Additional Notes#

Implementation Details#

Class Imbalance Handling:

The ET-COME method addresses class imbalance through three integrated modules:

Module A (Epistemic Admissibility): Identifies learnable uncertainty regions using information-theoretic decomposition
Module B (Risk-Targeted Transport): Uses optimal transport to move synthetic mass toward regions where the ensemble is genuinely confused
Module C (Conformal Screening): Filters synthetic points using OOB-based conformal prediction thresholds

Algorithm Steps:

Clean training data with ENN, build HNSW graph, train initial ensemble E⁰
For each iteration: - Decompose OOB entropy into epistemic and aleatoric components (Module A) - Score admissible minority nodes by F1 gradient (Module B) - Solve entropy-regularized optimal transport problem (Module B) - Screen candidates against E⁰ OOB consistency threshold (Module C) - Add accepted synthetic points to training set - Increment ensemble with new trees on augmented data
Stop when transport plan and OOB interval width both converge

Performance Considerations:

Training time scales linearly with number of iterations
Memory usage depends on oversampling ratio and dataset size
Recommendation: Start with 3-5 iterations, tune based on validation performance

Hyperparameter Tuning:

Key hyperparameters to tune: - iterations: Number of refinement iterations (default: 5) - n_neighbors: Neighborhood size for SMOTE (default: 5) - sampling_strategy: Oversampling ratio (default: ‘auto’) - classifier: Base classifier and its parameters

Validation and Evaluation#

Metrics:

Due to class imbalance, standard accuracy is not recommended.

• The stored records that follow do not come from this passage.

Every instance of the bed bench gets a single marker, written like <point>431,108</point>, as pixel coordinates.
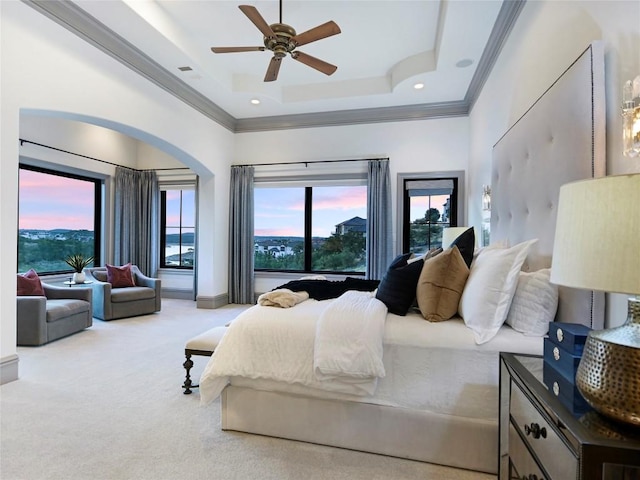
<point>203,344</point>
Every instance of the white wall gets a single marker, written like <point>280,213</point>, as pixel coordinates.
<point>546,39</point>
<point>415,146</point>
<point>47,69</point>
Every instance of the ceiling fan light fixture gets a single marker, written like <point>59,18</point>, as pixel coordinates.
<point>282,39</point>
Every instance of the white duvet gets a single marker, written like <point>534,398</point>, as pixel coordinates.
<point>330,345</point>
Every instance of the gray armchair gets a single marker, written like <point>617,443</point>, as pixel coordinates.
<point>61,312</point>
<point>111,303</point>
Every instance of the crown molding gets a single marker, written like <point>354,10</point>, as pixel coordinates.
<point>77,21</point>
<point>353,117</point>
<point>509,13</point>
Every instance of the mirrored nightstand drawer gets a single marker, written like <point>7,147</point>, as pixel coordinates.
<point>524,464</point>
<point>541,437</point>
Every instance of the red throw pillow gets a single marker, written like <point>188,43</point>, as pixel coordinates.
<point>120,277</point>
<point>29,284</point>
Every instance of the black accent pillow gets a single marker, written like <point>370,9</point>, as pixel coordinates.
<point>466,243</point>
<point>397,289</point>
<point>361,284</point>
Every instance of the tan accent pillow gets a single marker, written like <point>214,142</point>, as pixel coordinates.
<point>440,285</point>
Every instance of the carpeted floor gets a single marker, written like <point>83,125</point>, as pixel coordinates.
<point>106,403</point>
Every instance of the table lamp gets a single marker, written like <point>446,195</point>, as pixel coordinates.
<point>597,247</point>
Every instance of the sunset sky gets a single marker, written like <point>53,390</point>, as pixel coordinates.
<point>280,211</point>
<point>48,202</point>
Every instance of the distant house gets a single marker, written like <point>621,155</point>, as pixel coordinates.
<point>356,224</point>
<point>273,247</point>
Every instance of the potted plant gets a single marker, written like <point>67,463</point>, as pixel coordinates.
<point>78,262</point>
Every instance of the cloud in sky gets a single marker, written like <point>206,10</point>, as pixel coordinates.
<point>48,202</point>
<point>280,211</point>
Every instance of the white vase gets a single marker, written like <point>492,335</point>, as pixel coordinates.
<point>79,277</point>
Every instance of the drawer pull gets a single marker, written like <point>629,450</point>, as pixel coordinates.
<point>535,431</point>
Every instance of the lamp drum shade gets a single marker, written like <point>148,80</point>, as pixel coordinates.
<point>597,239</point>
<point>597,247</point>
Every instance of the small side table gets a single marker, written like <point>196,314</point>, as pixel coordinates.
<point>541,439</point>
<point>71,283</point>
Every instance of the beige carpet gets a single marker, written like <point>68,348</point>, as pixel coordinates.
<point>107,404</point>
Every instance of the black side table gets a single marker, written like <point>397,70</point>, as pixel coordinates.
<point>541,439</point>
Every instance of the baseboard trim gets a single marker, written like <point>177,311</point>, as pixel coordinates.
<point>9,369</point>
<point>212,302</point>
<point>178,293</point>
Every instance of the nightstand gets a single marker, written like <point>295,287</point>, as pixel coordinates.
<point>541,439</point>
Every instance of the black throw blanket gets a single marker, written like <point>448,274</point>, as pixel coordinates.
<point>325,289</point>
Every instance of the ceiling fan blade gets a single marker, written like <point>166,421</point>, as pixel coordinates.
<point>273,69</point>
<point>321,31</point>
<point>236,49</point>
<point>314,62</point>
<point>253,14</point>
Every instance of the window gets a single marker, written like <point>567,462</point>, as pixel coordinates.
<point>317,228</point>
<point>59,214</point>
<point>178,226</point>
<point>428,203</point>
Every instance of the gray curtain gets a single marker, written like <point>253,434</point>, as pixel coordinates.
<point>136,215</point>
<point>379,218</point>
<point>241,280</point>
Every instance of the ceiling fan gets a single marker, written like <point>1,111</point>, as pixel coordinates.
<point>282,39</point>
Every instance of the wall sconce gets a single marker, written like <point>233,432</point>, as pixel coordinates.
<point>486,198</point>
<point>631,117</point>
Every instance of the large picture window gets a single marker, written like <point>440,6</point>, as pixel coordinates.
<point>178,226</point>
<point>318,228</point>
<point>58,216</point>
<point>428,204</point>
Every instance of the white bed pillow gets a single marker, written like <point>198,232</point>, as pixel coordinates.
<point>534,304</point>
<point>492,282</point>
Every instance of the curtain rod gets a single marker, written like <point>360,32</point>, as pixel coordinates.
<point>23,141</point>
<point>306,164</point>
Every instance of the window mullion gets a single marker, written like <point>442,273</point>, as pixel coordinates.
<point>308,244</point>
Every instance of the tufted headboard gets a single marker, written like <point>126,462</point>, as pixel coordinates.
<point>560,139</point>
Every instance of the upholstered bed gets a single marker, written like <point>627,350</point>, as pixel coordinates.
<point>438,398</point>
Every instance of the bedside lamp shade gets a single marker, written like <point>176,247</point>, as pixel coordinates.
<point>597,247</point>
<point>597,240</point>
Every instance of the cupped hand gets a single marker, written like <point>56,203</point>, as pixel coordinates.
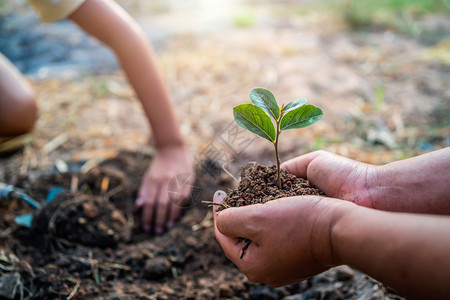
<point>290,237</point>
<point>337,176</point>
<point>165,188</point>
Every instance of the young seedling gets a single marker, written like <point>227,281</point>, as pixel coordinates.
<point>255,117</point>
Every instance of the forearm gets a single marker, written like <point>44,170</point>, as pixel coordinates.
<point>107,22</point>
<point>419,184</point>
<point>408,252</point>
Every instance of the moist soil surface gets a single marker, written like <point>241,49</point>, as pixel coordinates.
<point>259,184</point>
<point>87,243</point>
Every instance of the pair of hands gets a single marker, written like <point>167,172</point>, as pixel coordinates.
<point>165,188</point>
<point>291,237</point>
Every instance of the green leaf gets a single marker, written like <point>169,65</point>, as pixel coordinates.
<point>294,104</point>
<point>264,99</point>
<point>253,118</point>
<point>301,117</point>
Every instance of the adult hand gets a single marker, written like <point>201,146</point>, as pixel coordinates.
<point>162,205</point>
<point>337,176</point>
<point>290,237</point>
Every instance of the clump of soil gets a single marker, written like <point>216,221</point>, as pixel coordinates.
<point>259,185</point>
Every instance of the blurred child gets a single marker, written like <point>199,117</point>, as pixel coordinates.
<point>109,23</point>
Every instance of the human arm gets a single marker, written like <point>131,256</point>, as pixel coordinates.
<point>298,237</point>
<point>109,23</point>
<point>418,184</point>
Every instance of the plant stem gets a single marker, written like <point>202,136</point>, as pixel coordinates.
<point>276,154</point>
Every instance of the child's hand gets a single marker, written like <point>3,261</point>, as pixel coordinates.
<point>162,205</point>
<point>337,176</point>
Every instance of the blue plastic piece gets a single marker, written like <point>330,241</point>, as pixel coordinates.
<point>53,193</point>
<point>24,220</point>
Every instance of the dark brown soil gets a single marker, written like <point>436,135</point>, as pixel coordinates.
<point>259,184</point>
<point>83,246</point>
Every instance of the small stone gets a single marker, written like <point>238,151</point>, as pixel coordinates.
<point>344,273</point>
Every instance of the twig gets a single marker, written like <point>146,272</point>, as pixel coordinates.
<point>247,244</point>
<point>55,143</point>
<point>229,173</point>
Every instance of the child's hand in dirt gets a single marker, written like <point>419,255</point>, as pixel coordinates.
<point>290,237</point>
<point>337,176</point>
<point>165,188</point>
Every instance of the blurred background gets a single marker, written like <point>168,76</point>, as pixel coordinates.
<point>380,71</point>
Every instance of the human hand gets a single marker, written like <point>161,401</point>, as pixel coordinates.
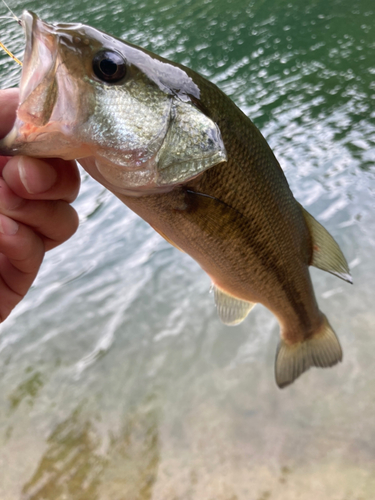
<point>35,211</point>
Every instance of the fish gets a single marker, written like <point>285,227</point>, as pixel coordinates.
<point>179,153</point>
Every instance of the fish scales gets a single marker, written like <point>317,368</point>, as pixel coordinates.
<point>183,156</point>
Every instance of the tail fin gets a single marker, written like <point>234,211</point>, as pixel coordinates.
<point>322,349</point>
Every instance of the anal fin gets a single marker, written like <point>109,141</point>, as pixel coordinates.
<point>327,254</point>
<point>231,310</point>
<point>322,349</point>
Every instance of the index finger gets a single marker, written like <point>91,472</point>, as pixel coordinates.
<point>8,107</point>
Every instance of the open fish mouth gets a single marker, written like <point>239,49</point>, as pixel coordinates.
<point>47,106</point>
<point>38,87</point>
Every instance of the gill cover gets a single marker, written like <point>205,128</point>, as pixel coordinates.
<point>140,130</point>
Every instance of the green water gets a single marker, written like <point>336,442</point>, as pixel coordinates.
<point>117,380</point>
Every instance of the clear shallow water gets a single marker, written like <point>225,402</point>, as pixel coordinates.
<point>117,380</point>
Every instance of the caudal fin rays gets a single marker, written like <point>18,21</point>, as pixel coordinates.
<point>322,350</point>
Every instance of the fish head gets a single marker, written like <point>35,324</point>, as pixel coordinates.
<point>126,114</point>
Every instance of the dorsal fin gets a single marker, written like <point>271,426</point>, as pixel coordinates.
<point>231,310</point>
<point>327,255</point>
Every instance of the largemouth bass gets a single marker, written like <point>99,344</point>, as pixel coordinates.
<point>183,156</point>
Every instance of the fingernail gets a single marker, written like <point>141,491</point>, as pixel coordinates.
<point>8,226</point>
<point>36,175</point>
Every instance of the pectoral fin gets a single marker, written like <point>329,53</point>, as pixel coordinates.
<point>231,310</point>
<point>327,255</point>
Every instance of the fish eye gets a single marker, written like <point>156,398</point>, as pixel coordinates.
<point>109,66</point>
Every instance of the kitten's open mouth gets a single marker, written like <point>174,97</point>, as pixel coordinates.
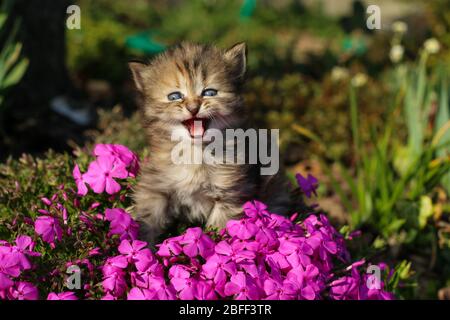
<point>196,126</point>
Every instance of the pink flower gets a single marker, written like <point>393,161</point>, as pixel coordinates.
<point>218,268</point>
<point>115,283</point>
<point>24,291</point>
<point>242,287</point>
<point>9,267</point>
<point>121,223</point>
<point>205,291</point>
<point>170,247</point>
<point>242,229</point>
<point>79,181</point>
<point>195,242</point>
<point>137,253</point>
<point>308,184</point>
<point>279,290</point>
<point>120,152</point>
<point>68,295</point>
<point>255,209</point>
<point>114,265</point>
<point>48,228</point>
<point>140,294</point>
<point>101,173</point>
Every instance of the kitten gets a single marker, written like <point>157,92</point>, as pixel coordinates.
<point>203,83</point>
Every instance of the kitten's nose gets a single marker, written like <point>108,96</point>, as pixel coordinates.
<point>193,109</point>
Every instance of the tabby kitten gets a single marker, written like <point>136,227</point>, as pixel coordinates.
<point>202,83</point>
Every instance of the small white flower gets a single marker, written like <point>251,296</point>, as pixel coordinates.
<point>399,27</point>
<point>359,79</point>
<point>339,73</point>
<point>432,46</point>
<point>396,53</point>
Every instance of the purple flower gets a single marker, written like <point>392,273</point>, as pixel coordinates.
<point>68,295</point>
<point>140,294</point>
<point>120,152</point>
<point>79,181</point>
<point>276,290</point>
<point>24,291</point>
<point>115,283</point>
<point>101,173</point>
<point>308,184</point>
<point>242,287</point>
<point>242,229</point>
<point>122,224</point>
<point>195,242</point>
<point>48,228</point>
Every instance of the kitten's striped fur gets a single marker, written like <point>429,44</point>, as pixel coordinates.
<point>196,192</point>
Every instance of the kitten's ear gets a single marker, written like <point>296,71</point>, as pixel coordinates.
<point>237,56</point>
<point>137,70</point>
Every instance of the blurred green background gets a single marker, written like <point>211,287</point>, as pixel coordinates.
<point>366,111</point>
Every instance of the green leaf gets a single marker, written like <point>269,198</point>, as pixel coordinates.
<point>425,211</point>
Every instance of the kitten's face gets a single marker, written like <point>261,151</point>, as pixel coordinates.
<point>193,88</point>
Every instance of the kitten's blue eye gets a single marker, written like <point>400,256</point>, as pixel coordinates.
<point>175,96</point>
<point>209,92</point>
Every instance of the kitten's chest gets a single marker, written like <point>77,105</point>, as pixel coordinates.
<point>193,192</point>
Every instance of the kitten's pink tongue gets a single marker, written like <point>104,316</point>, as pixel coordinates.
<point>196,127</point>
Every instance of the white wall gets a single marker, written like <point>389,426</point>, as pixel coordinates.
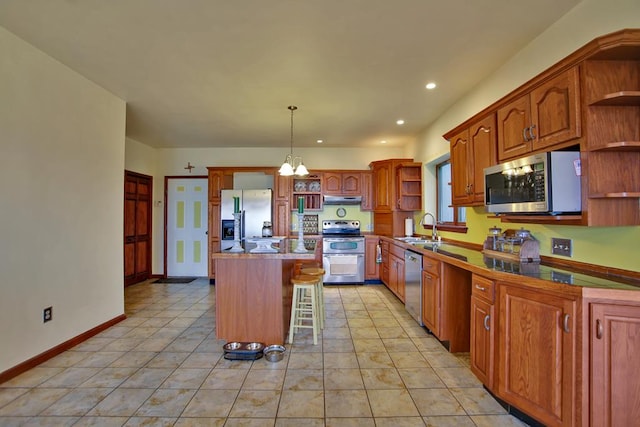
<point>612,246</point>
<point>171,162</point>
<point>61,181</point>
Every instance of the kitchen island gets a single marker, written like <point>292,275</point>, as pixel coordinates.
<point>254,292</point>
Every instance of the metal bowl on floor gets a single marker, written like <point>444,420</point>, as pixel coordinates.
<point>232,346</point>
<point>254,346</point>
<point>274,353</point>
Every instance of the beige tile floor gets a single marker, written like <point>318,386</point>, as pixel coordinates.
<point>373,366</point>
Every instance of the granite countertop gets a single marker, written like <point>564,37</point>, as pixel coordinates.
<point>275,247</point>
<point>535,270</point>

Instead, use:

F1-score
Balanced Accuracy
Precision-Recall AUC
G-Mean

Cross-Validation:

Always use stratified k-fold cross-validation to maintain class distribution in folds.

Warning

Do not use standard accuracy as the primary evaluation metric on imbalanced datasets.

Memory and Runtime#

Memory Usage: - Oversampling ratio significantly impacts memory - Consider dataset size and available memory when setting sampling_strategy - Option to use verbose=False to reduce intermediate data storage

Runtime Optimization: - Use n_jobs=-1 with scikit-learn classifiers for parallel processing - Consider smaller datasets for hyperparameter tuning before full experiments - Pre-allocate arrays where possible in custom implementations

Limitations#

Binary Classification: Currently optimized for binary classification
Feature Types: Works best with numerical features
Small Datasets: May require more careful hyperparameter tuning
Categorical Features: Recommend encoding before use

Future Work#

Multiclass classification support
Automated hyperparameter tuning
Production-ready optimization
GPU acceleration for large datasets
Support for categorical features with native encoding

Troubleshooting#

Issue: Poor performance compared to baseline

Check that cross-validation is stratified
Verify that appropriate metrics are used (not accuracy)
Try increasing number of iterations
Ensure base classifier is appropriate for your data

Issue: Training time very long

Reduce number of iterations
Use smaller validation set
Consider reducing dataset size for tuning
Use parallel processing (n_jobs=-1)

Issue: Memory errors

Reduce oversampling ratio
Use smaller batch sizes
Consider sampling the training data
Monitor memory usage during iterations